My suggestion would be to collect the data in a sheet that has just one column with all the names in and then use this within an INDEX.
Instead of setting up J like this, with a column per person:
You do this:
You might not find it as easy to view as you will have the same date repeated on multiple rows, but you can easily create a sheet that looks like your original, from there. However, you can't (easily) do the reverse.
If you have your data set up like this, you can use an INDEX COLLECT to look up the name and type from the same columns every time. Three references rather than date plus 1 per person.
This is an example of the formula (without the extra step to merge in the other data if that has already been entered).

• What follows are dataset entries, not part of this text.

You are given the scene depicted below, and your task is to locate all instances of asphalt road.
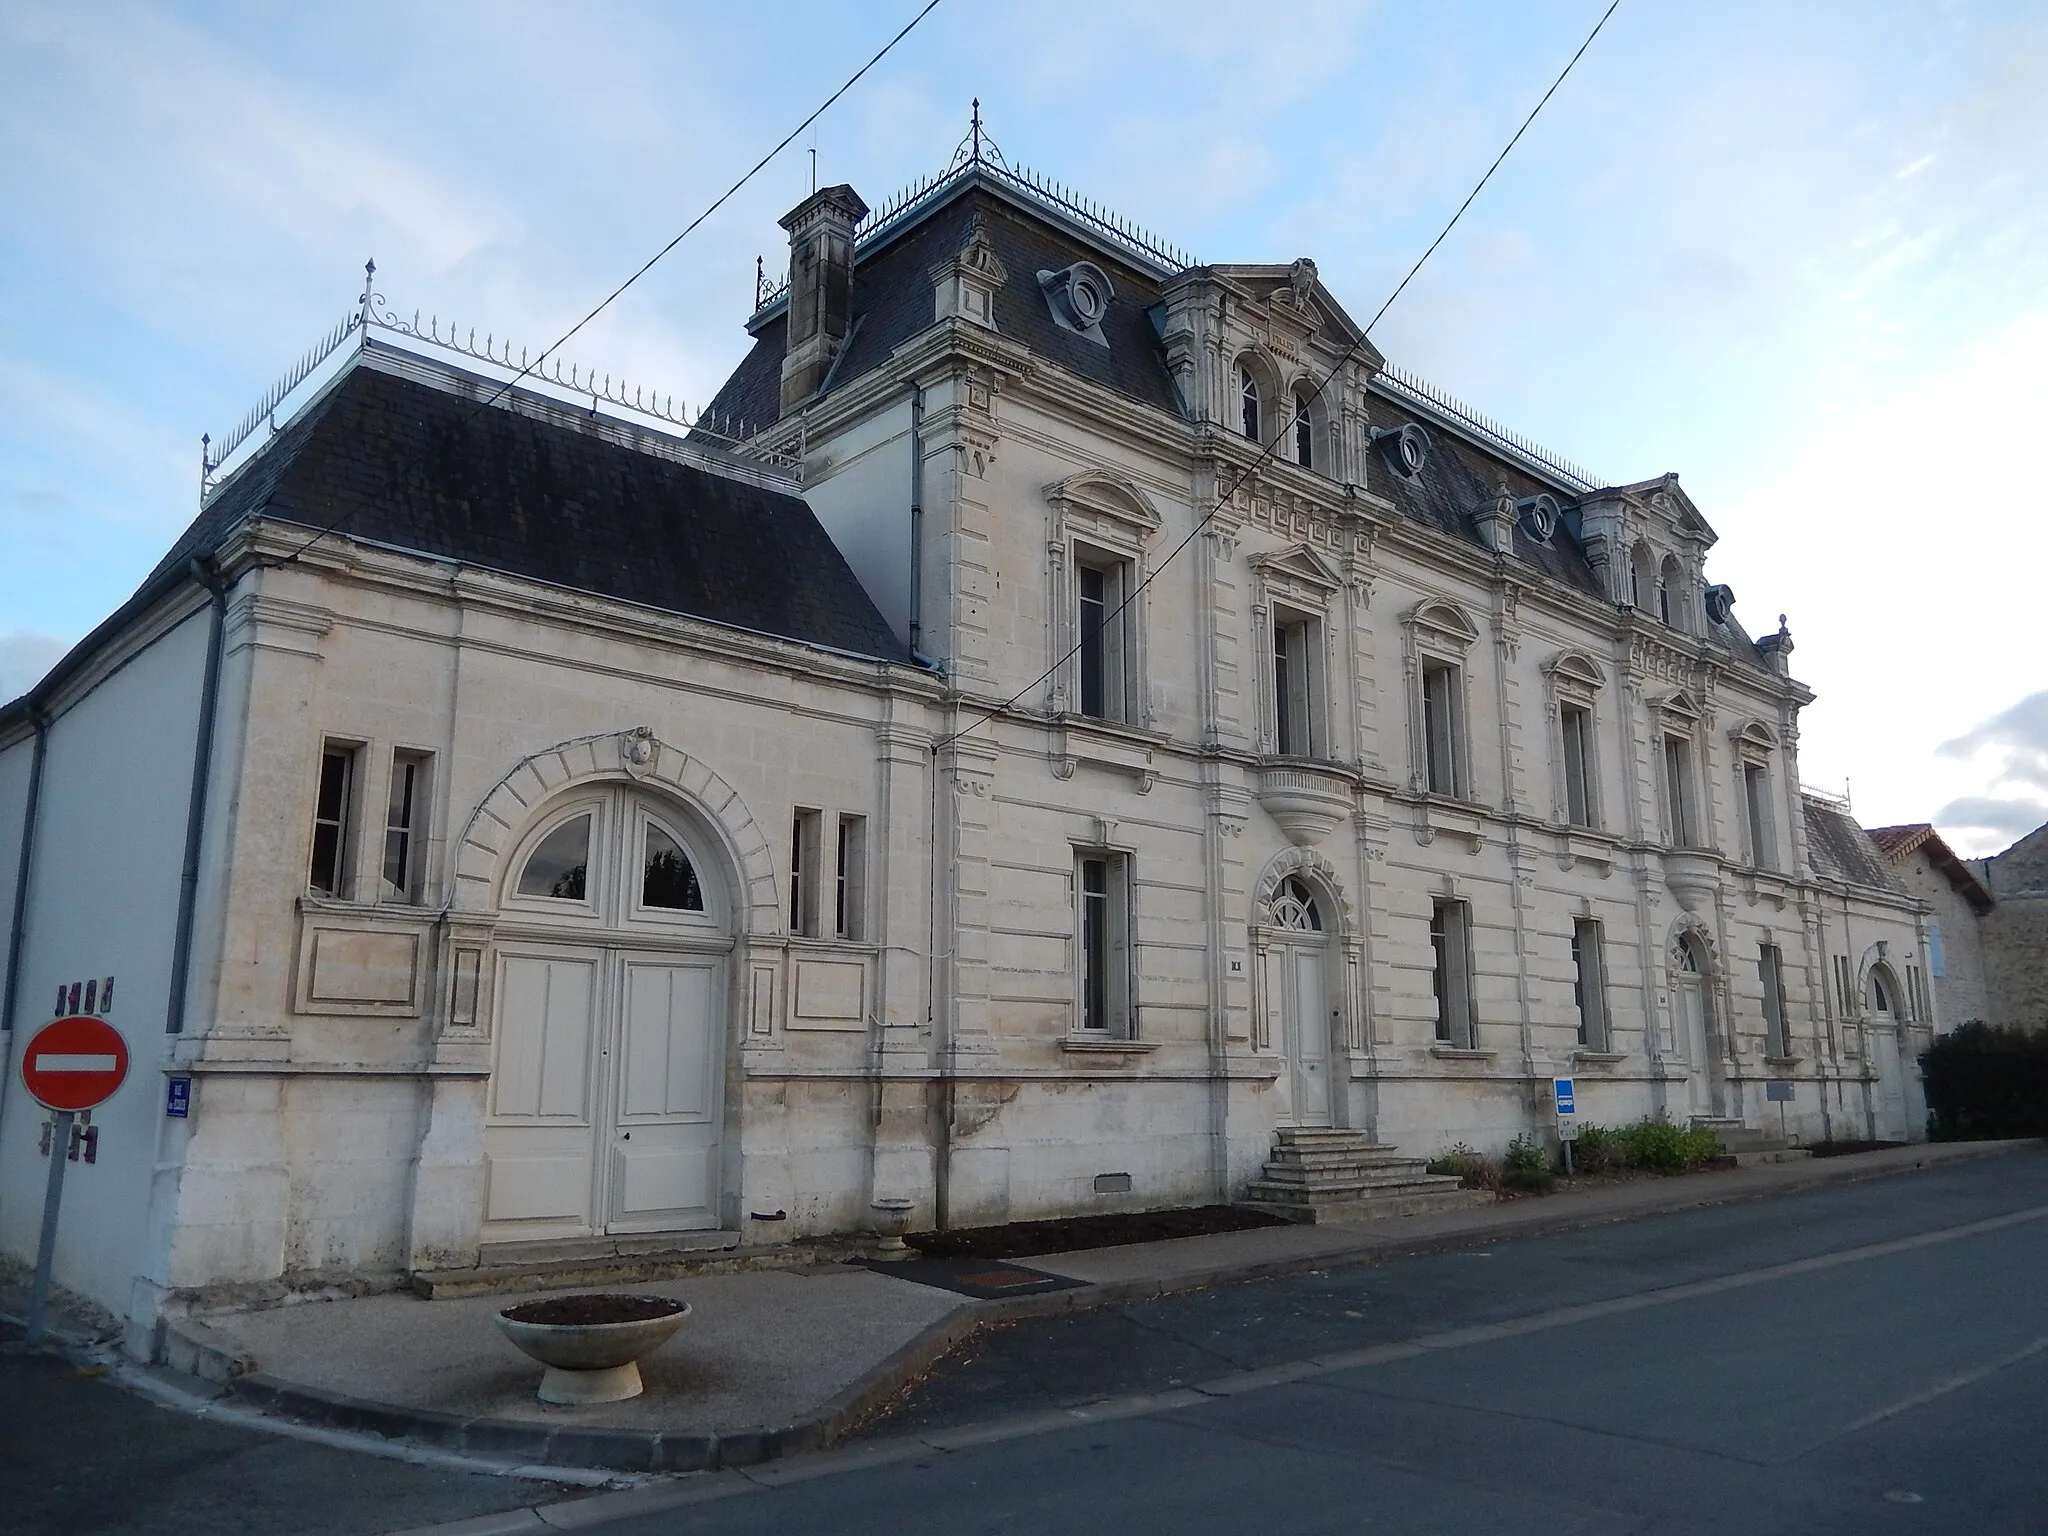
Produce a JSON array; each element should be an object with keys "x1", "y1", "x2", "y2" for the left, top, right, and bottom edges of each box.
[
  {"x1": 0, "y1": 1338, "x2": 551, "y2": 1536},
  {"x1": 573, "y1": 1148, "x2": 2048, "y2": 1535},
  {"x1": 6, "y1": 1150, "x2": 2046, "y2": 1534}
]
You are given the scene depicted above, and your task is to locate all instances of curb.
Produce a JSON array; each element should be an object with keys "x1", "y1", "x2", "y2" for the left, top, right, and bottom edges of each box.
[{"x1": 220, "y1": 1140, "x2": 2038, "y2": 1475}]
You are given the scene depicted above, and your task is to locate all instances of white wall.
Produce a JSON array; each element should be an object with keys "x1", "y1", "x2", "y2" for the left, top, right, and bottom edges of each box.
[{"x1": 0, "y1": 599, "x2": 211, "y2": 1320}]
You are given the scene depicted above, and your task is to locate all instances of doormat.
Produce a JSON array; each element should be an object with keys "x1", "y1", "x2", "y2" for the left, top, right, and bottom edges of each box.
[{"x1": 853, "y1": 1255, "x2": 1088, "y2": 1300}]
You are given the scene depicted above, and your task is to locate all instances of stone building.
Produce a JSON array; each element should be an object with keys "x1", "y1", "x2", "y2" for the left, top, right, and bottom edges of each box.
[
  {"x1": 1869, "y1": 824, "x2": 1994, "y2": 1029},
  {"x1": 0, "y1": 142, "x2": 1941, "y2": 1356},
  {"x1": 1970, "y1": 823, "x2": 2048, "y2": 1030}
]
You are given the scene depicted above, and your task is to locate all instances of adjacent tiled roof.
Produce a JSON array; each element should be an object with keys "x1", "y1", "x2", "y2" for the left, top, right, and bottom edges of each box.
[
  {"x1": 1804, "y1": 797, "x2": 1908, "y2": 894},
  {"x1": 157, "y1": 349, "x2": 911, "y2": 664},
  {"x1": 1869, "y1": 822, "x2": 1993, "y2": 913}
]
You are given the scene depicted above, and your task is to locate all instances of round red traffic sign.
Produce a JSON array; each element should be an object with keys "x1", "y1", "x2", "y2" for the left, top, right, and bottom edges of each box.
[{"x1": 20, "y1": 1015, "x2": 130, "y2": 1112}]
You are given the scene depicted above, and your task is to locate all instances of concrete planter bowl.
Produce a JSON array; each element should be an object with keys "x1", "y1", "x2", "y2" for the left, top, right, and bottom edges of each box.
[{"x1": 494, "y1": 1294, "x2": 692, "y2": 1406}]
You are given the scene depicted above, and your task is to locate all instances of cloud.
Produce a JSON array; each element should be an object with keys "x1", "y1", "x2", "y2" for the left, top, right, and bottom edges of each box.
[
  {"x1": 0, "y1": 630, "x2": 70, "y2": 702},
  {"x1": 1940, "y1": 690, "x2": 2048, "y2": 792},
  {"x1": 1934, "y1": 795, "x2": 2048, "y2": 848}
]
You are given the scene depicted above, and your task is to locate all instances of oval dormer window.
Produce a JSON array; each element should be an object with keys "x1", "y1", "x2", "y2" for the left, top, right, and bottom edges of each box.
[
  {"x1": 1517, "y1": 493, "x2": 1559, "y2": 543},
  {"x1": 1038, "y1": 261, "x2": 1114, "y2": 343},
  {"x1": 1374, "y1": 422, "x2": 1430, "y2": 479},
  {"x1": 518, "y1": 812, "x2": 591, "y2": 901}
]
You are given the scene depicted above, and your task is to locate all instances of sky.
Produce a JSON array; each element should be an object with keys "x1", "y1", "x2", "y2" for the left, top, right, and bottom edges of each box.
[{"x1": 2, "y1": 0, "x2": 2043, "y2": 856}]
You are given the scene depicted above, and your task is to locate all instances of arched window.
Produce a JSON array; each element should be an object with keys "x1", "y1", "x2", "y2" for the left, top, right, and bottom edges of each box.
[
  {"x1": 1293, "y1": 394, "x2": 1313, "y2": 469},
  {"x1": 1240, "y1": 366, "x2": 1261, "y2": 442},
  {"x1": 1630, "y1": 542, "x2": 1657, "y2": 612},
  {"x1": 1657, "y1": 554, "x2": 1683, "y2": 628},
  {"x1": 642, "y1": 821, "x2": 704, "y2": 910},
  {"x1": 1273, "y1": 876, "x2": 1323, "y2": 931},
  {"x1": 1869, "y1": 968, "x2": 1896, "y2": 1015},
  {"x1": 517, "y1": 812, "x2": 591, "y2": 901}
]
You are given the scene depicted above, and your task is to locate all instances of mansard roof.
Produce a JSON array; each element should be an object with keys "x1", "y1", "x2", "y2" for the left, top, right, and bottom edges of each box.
[
  {"x1": 153, "y1": 345, "x2": 911, "y2": 664},
  {"x1": 1804, "y1": 795, "x2": 1909, "y2": 894}
]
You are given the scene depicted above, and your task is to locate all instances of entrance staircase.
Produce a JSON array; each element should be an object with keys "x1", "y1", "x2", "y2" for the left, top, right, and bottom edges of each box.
[
  {"x1": 1241, "y1": 1128, "x2": 1490, "y2": 1224},
  {"x1": 1691, "y1": 1116, "x2": 1812, "y2": 1167},
  {"x1": 409, "y1": 1229, "x2": 762, "y2": 1298}
]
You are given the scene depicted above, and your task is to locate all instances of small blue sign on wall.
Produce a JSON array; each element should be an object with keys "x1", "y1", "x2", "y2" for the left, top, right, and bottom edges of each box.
[
  {"x1": 165, "y1": 1076, "x2": 192, "y2": 1118},
  {"x1": 1553, "y1": 1077, "x2": 1576, "y2": 1115},
  {"x1": 1765, "y1": 1081, "x2": 1795, "y2": 1103}
]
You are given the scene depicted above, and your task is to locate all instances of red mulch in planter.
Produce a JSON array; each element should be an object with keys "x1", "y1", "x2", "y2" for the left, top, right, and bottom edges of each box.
[
  {"x1": 905, "y1": 1205, "x2": 1290, "y2": 1262},
  {"x1": 500, "y1": 1294, "x2": 685, "y2": 1326}
]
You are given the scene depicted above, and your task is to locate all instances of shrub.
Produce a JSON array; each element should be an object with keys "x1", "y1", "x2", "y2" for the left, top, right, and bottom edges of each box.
[
  {"x1": 1427, "y1": 1141, "x2": 1495, "y2": 1190},
  {"x1": 1565, "y1": 1123, "x2": 1627, "y2": 1175},
  {"x1": 1921, "y1": 1022, "x2": 2048, "y2": 1140},
  {"x1": 1614, "y1": 1115, "x2": 1721, "y2": 1174},
  {"x1": 1502, "y1": 1132, "x2": 1554, "y2": 1191}
]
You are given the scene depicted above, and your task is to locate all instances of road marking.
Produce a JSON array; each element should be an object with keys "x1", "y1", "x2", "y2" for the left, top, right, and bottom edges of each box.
[{"x1": 1814, "y1": 1335, "x2": 2048, "y2": 1449}]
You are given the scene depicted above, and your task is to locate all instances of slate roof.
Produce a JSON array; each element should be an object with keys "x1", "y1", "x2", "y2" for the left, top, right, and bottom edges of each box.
[
  {"x1": 700, "y1": 167, "x2": 1768, "y2": 634},
  {"x1": 157, "y1": 348, "x2": 911, "y2": 664},
  {"x1": 1803, "y1": 796, "x2": 1908, "y2": 894}
]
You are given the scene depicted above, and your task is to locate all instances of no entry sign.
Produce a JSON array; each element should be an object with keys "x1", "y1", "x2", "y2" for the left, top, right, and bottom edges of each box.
[{"x1": 21, "y1": 1014, "x2": 130, "y2": 1112}]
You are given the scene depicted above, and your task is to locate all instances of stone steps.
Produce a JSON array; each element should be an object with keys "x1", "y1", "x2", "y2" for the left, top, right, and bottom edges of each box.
[
  {"x1": 1242, "y1": 1130, "x2": 1491, "y2": 1225},
  {"x1": 409, "y1": 1229, "x2": 800, "y2": 1299},
  {"x1": 1691, "y1": 1118, "x2": 1814, "y2": 1166}
]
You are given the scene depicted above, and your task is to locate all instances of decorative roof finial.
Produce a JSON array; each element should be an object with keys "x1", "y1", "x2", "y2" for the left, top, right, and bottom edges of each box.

=IFERROR(INDEX(COLLECT({J Type}, {J Person}, "Ashley", {J Date}, Date@row), 1), "")
It brings the data from the Type column where the Person matches "Ashley" and the Date matches the date in the current date row. Like this:
Then if you want to do this for Chris, rather than setting up a reference to his column and changing the formula, you just change the name in the formula.
And, if you were willing, you could simplify it further, by having the names within the sheet, not just as column headings. If you do that, you can reference the names within the formula just like the date, and don't even need to change the formula.
If you put this in the Darius column
=IFERROR(INDEX(COLLECT({J Type}, {J Person}, Darius$1, {J Date}, $Date@row), 1), "")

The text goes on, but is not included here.